I have a dataframe with a long 'comment'-column that includes semi-structered information about the presence of species in several zones for different study sites. The pattern is typically something like the following:
Site | Comment |
---|---|
1 | 1: species A, species B 2a: species A, species C 4: species A |
2 | 2a: species B 2b: species A 4: species C |
Below is a small subset of my data. Please not that it's possible not not all 5 zones are listed. This is when a species was not found for that particular zone. This is not uncommon for Zone 1, but Zone 4 is almost always listed. In other words, I believe I'm dealing with unequal lengths for the matching groups.
I want to use seperate_wider_regex to split the column into two columns and multiple rows. With the end result something like this:
Site | Zone | Species |
---|---|---|
1 | 1 | species A, species B |
1 | 2a | species A, species C |
1 | 4 | species A |
2 | 2a | species B |
2 | 2b | species A |
2 | 4 | species C |
I can then pivot the dataframe so that each zone gets it's own colomn with pivot_wider
. I can match all the zones per row with the following regex: "[1-4][ab]?[:]?"
The colon (:) is usually present for the species listings, but not always. I can also match everything between the two patterns, except for zone 4 because there's no pattern to end the match. I thought I could do something like this, but that also doesn't seem to work: ".+?(?=[1-4][ab]?:)|(.*)"

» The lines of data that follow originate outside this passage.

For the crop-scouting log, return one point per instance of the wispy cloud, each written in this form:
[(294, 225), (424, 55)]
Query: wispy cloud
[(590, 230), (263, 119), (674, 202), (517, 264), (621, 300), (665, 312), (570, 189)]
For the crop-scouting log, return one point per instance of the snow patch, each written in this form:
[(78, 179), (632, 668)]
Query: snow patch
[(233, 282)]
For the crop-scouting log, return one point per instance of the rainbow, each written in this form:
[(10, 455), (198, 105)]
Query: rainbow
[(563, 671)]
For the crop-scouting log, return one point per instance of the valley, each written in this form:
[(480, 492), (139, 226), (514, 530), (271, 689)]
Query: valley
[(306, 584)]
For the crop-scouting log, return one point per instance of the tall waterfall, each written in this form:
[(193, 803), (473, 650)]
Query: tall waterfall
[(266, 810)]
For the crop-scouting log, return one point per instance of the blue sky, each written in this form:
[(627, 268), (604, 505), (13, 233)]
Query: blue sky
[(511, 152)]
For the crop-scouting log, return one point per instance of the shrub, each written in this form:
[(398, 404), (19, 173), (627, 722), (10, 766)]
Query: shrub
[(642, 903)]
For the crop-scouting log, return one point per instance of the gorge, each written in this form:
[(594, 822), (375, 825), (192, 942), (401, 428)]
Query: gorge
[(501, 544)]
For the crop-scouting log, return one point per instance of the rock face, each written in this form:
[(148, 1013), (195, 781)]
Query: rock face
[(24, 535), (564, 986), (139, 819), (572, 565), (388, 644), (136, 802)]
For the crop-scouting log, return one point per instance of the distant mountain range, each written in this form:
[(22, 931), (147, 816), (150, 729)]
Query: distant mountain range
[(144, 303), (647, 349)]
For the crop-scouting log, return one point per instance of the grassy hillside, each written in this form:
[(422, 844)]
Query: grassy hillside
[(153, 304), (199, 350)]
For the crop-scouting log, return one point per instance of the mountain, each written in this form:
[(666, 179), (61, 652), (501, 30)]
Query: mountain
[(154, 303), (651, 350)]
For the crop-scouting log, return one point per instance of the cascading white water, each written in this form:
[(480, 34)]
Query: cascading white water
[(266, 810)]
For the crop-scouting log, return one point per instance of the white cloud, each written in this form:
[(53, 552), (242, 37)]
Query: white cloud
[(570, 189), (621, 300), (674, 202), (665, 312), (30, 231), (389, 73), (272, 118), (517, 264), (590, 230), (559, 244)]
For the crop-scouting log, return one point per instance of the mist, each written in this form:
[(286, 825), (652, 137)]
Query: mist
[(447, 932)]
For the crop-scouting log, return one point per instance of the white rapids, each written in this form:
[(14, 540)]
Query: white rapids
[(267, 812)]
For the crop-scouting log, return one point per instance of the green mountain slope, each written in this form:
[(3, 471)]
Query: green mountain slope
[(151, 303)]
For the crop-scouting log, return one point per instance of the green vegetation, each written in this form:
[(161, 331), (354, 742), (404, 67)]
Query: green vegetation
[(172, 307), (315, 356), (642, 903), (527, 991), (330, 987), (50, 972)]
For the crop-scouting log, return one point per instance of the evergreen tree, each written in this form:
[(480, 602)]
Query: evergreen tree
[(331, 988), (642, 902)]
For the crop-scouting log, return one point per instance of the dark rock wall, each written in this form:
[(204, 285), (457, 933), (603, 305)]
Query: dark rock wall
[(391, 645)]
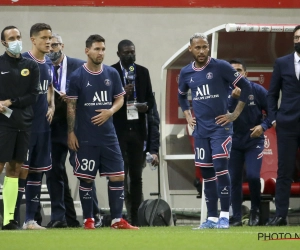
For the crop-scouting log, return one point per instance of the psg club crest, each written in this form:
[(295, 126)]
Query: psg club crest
[(177, 78), (261, 79), (209, 75), (267, 142), (107, 82), (251, 97)]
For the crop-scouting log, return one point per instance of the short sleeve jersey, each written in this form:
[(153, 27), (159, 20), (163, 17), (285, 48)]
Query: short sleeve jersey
[(209, 87), (40, 108), (94, 91)]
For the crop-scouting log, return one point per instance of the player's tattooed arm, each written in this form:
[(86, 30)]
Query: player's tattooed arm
[(230, 117), (105, 114), (71, 114), (190, 119), (51, 105)]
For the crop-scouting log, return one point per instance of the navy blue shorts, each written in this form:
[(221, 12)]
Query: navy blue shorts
[(105, 159), (13, 145), (39, 152), (208, 149)]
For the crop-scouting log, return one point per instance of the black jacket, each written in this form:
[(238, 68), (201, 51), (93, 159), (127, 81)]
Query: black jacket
[(144, 94), (60, 114), (19, 80)]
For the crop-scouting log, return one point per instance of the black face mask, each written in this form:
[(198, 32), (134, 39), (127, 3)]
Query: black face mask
[(297, 47), (127, 60), (54, 56)]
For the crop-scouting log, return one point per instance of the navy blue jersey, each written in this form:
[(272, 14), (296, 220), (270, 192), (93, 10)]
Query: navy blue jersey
[(251, 115), (210, 87), (40, 108), (93, 91)]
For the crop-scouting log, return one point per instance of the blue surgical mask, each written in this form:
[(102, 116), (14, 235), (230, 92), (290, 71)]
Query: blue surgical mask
[(15, 47)]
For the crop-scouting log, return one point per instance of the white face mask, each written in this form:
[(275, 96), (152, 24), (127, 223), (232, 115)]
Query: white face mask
[(15, 47)]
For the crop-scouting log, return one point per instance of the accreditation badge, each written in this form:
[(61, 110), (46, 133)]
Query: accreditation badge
[(132, 112)]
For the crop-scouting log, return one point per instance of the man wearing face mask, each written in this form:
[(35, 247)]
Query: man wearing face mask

My ideal solution would be using packages from the Tidyverse. Here's a little subset of my data:
library(tidyr)
sample_df <- structure(list(site = 1:2, comment = c("2a: species A, species B 2b: species A, species C 3: species C, species D 4: species A, species B, species C",
"2a: species A, species B, species D 2b: species B 3: species C 4: species C, species D, species E"
)), row.names = c(NA, -2L), class = c("tbl_df", "tbl", "data.frame"
))
You can try
sample_df %>%
mutate(comment = str_split(comment, "\\s(?=\\S+:)")) %>%
unnest(comment) %>%
separate_wider_regex(comment, c(zone = "[^:]+", ":\\s+", species = ".*"))
which gives
# A tibble: 8 × 3
site zone species
<int> <chr> <chr>
1 1 2a species A, species B
2 1 2b species A, species C
3 1 3 species C, species D
4 1 4 species A, species B, species C
5 2 2a species A, species B, species D
6 2 2b species B
7 2 3 species C
8 2 4 species C, species D, species E